No wonder our country has inspired international authors throughout the ages. Take a look at just a few of the most interesting ones.
Perhaps the most famous international writer in love with Spain has been Hemingway. As you probably know he was a journalist during the bloody Spanish Civil War. For Whom Bell Tolls was a work inspired by the conflict. But perhaps among his best-known works were those devoted to Pamplona The Sun Also Rises, for example, one of his most beloved novels, put the festival of San Fermín on the map.
Fascination with Spain’s landscapes and people was nothing new even in Hemingway’s time. In fact, international authors throughout the ages but especially during the Romantic Era, felt the call of an exotic, mysterious and unknown Spain. Lord Byron himself passed through Andalusia and although he was only there for three days, he had time to woo a young lady (who gave him a lock of her hair), taste the wines of Jerez and, of course, be inspired to write “The Girl of Cadiz.”

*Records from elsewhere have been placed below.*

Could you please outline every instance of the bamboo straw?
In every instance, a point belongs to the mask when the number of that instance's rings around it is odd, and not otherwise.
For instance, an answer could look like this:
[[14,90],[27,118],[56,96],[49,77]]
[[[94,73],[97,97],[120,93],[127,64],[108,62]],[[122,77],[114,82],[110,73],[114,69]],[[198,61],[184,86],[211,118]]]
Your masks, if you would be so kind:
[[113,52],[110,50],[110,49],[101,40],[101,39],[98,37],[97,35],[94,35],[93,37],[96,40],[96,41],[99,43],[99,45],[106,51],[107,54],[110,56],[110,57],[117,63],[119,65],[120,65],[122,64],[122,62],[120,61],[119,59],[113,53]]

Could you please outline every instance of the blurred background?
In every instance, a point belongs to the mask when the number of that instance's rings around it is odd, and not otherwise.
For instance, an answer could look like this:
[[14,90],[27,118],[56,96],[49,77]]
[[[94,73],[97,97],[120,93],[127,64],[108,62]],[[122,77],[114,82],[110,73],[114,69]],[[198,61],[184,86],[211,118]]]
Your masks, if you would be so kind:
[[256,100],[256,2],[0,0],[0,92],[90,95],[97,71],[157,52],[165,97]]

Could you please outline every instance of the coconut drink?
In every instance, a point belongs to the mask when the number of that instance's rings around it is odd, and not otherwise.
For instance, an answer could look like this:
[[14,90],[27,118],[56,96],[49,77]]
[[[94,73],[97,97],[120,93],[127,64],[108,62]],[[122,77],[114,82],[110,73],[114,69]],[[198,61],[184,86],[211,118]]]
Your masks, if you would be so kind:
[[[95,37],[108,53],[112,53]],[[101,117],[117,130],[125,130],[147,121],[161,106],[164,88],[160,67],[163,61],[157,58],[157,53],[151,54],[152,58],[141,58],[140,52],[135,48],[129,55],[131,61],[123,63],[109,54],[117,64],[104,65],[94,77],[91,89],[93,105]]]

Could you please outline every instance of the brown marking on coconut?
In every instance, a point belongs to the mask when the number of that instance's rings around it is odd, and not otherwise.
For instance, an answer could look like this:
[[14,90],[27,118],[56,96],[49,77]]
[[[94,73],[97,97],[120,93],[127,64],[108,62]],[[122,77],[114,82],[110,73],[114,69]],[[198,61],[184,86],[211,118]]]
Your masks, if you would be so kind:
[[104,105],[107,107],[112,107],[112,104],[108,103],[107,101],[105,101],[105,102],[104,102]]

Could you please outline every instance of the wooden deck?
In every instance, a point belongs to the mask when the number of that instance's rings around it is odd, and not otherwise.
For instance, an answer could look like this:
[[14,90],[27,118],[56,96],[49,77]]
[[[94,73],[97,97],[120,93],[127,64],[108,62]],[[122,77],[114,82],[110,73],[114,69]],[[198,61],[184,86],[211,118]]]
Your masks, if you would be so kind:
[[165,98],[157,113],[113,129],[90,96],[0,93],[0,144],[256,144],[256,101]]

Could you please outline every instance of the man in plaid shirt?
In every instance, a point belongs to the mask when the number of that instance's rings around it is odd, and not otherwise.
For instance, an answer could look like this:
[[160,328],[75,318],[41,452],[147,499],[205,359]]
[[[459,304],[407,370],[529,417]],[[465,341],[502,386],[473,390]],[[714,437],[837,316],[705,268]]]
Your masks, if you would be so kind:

You could say Byron was the ace of hearts, and following this game three other aces in the romantic deck follow close behind. Let’s take a little look at George Sand, Prosper Mérimée and Washington Irving. The famous French author, Sand, along with his beloved Chopin are remembered in the Balearic Islands thanks to his travel journal, A Winter in Majorca. Mérimée is famous for having given shape to the passionate, strong, fatal woman archetype in Carmen; and Washington Irving left behind the darkness of Sleepy Hollow to travel to Granada and tell us the wonderful Tales of the Alhambra.
Andalusia enchanted many authors… even saving the life and work of some. The Austrian poet Rainer Maria Rilke traveled to Ronda. He felt its greatness and beauty deep in his soul and was left frustrated when he couldn’t translate its wonder into words. It got to the point where he tried to commit suicide; but the spirit of the city called him back and without leaving his room he composed his famous Spanish Trilogy.
The same type of internal sadness and tragedy also inspired Virginia Woolf. Although she never set foot in Spain, she felt deeply moved by the events of the Spanish Civil War, and especially by the loss of a nephew who participated in that dark time in our history as an ambulance driver.
We’ve now talked about English, American, French and Austrian authors. But Spain has also called out to authors from countries which share its language! The famous Mario Vargas Llosa was named Marquis by the Crown in Spain and Gabriel García Márquez would find his second home in Barcelona.
We could write page upon page about authors inspired by Spain, but we thought we’d keep it short and sweet this time. However, and by way of curiosity, we thought we’d quote one more case we love: the case of Robert Wilson, a Scottish author of noir fiction whose most iconic character is a policeman from Seville! His name is Javier Falcón, and although we can imagine him starring in typical or even cliché stories, he is a pretty classic detective, a sort of Spanish, authentic and modern day Sam Spade.
With all the magic of Spain in mind, we say to all you aspiring writers out there… why not come to Spain and get inspired?